FrontKolumnenEhrlich gesagt …

Ehrlich gesagt …

Floskeln können das Leben erleichtern – «Wie geht es? Gut, und selber?», – und sind im zwischenmenschlichen Kontakt manchmal unerlässlich. Aber in einem Pressetext haben sie nichts zu suchen.

«Ehrlich gesagt, das hat mich nicht gestört». Doch, mich schon. Denn der Satz stand in der Zeitung. Da wurde also nichts gesagt, sondern etwas geschrieben. Und wenn eine Anmerkung mit «ehrlich gesagt» eingeleitet wird, sollte man genau hinhören. Denn wer hat es denn nötig, zu betonen, dass er in diesem Moment eine ehrliche Meinung vertritt? Meiner Ansicht nach nur ein Lügner. Ehrlich gesagt.

Gibt es ein Grünlichtviertel?

«Grünes Licht» ist eine Floskel, die in Texten für fast alles hinhalten muss: Grünes Licht für eine Strassenrenovation – geht ja noch –, grünes Licht für eine politische Entscheidung, grünes Licht für eine Ladeneröffnung, für eine Baumfällaktion, für einen Kindergartenbau. «Grünes Licht für ein Bordell» aber, wie kürzlich getitelt wurde, das ist schlicht irreführend. Wie sollen potenzielle Kunden da den Weg finden? Bordelle sind doch rot beleuchtet, deshalb sind sie ja im Rotlichtmilieu angesiedelt.
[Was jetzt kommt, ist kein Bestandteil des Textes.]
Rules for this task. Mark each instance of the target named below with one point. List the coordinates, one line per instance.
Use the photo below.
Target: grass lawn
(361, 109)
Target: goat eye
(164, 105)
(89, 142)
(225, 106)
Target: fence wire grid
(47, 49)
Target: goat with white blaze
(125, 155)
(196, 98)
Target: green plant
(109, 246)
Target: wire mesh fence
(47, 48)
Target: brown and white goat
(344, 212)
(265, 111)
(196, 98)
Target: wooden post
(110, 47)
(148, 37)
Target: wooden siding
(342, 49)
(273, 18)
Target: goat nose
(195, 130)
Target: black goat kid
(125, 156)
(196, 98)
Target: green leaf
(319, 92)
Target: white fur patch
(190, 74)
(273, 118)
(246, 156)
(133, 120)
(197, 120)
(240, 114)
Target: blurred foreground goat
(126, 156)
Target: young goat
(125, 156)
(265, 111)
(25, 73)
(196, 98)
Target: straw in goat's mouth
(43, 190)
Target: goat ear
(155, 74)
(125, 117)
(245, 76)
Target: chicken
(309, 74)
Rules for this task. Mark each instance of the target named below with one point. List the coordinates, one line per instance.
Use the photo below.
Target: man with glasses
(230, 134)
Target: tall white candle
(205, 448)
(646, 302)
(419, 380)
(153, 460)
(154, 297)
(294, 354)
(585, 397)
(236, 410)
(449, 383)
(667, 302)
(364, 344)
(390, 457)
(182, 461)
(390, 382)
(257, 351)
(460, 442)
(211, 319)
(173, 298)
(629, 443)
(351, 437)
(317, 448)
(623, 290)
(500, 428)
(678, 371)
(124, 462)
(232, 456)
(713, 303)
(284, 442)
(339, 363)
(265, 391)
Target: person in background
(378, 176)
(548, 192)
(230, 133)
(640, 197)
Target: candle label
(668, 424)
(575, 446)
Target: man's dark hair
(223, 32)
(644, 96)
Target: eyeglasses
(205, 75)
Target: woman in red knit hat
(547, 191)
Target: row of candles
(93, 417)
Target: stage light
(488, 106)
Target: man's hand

Auch im kleinsten Dorf wissen so die Leute, wo sich ihr Puff befindet. Meistens, wenigstens. Einer jungen Frau, die ihre erste eigene Wohnung mit knallroten Vorhängen ausstattet, diese am Abend dann auch noch zuzieht, und sich wundert, dass immer wieder fremde Männer an ihrer Tür klingeln, musste der Zusammenhang allerdings erklärt werden. Und jetzt dürfen die Vorhänge nicht mal mehr grün sein, von wegen «grünes Licht für ein Bordell»? Blöd.

Die Stadt der vielen Namen

Umschreibungen machen einen Text lebendig, das lernt man schon in der Schule. Also wird statt Luzern auch mal «die Leuchtenstadt» geschrieben, statt Rapperswil «die Rosenstadt, statt Oetwil am See «die Storchengemeinde». Uster im Zürcher Oberland sticht da ganz besonders hervor. In derselben Ausgabe der Lokalzeitung wird die Stadt als «Whisky-Hauptstadt» und «Leuchtturm für fairen Handel» bezeichnet. «Wasserstadt» und «»Oktoberfest-Zentrum» sind weitere Synonyme. Kann man machen. Nur nicht alles gleichzeitig.

«Lebensqualität » ist auch ein Wort, das für vieles herhalten muss. Wenn aber von wertvoller Lebensqualität geschrieben wird, dann steht da etwas zuviel. Oder gibt es auch wertlose Lebensqualität? Also: Wenn ein Leben als wertvoll angesehen wird, dann hat das Lebensqualität. Lebensramsch gibt es schliesslich nicht.

Ob rot, ob blau – oder schwarz

Nach einem Fest wurden, so wird vermeldet, von der Polizei «Blaufahrer» aus dem Verkehr gezogen. Blaufahrer? Schwarzfahrer gibt es – das sind die ohne gültiges Billett – blau machen kann man auch, blaue Briefe sorgen für Erschrecken. Ja, und blau kann man natürlich auch sein, oder Öl am Hut, einen Affen oder einen Rausch haben. Aber all diese besoffenen Ausdrücke können nicht einfach vor einen Fahrer gestellt werden. Alkoholisierte Lenker werden aus dem Verkehr gezogen. Die mutieren dann auf dem Polizeiposten schnell zu Fiazlern. Was «Fahren im angetrunkenen Zustand» heisst.

Prognosen sind schwierig, besonders wenn sie die Zukunft betreffen, hat wahlweise Karl Valentin oder Mark Twain gesagt. Nicht aber in einem Schweizer Forstrevier. «Die Zukunft des Waldes wird markiert» steht schon im Titel. Ebenso aussagekräftig der erste Satz: «Im Wald hält gedanklich der Winter bereits Einzug.» Und was die Zukunft dieses denkenden Waldes betrifft: Markiert werden die Bäume, die im Winter gefällt werden sollen. Also die, die keine Zukunft mehr haben. Ausser vielleicht als Zeitungspapier.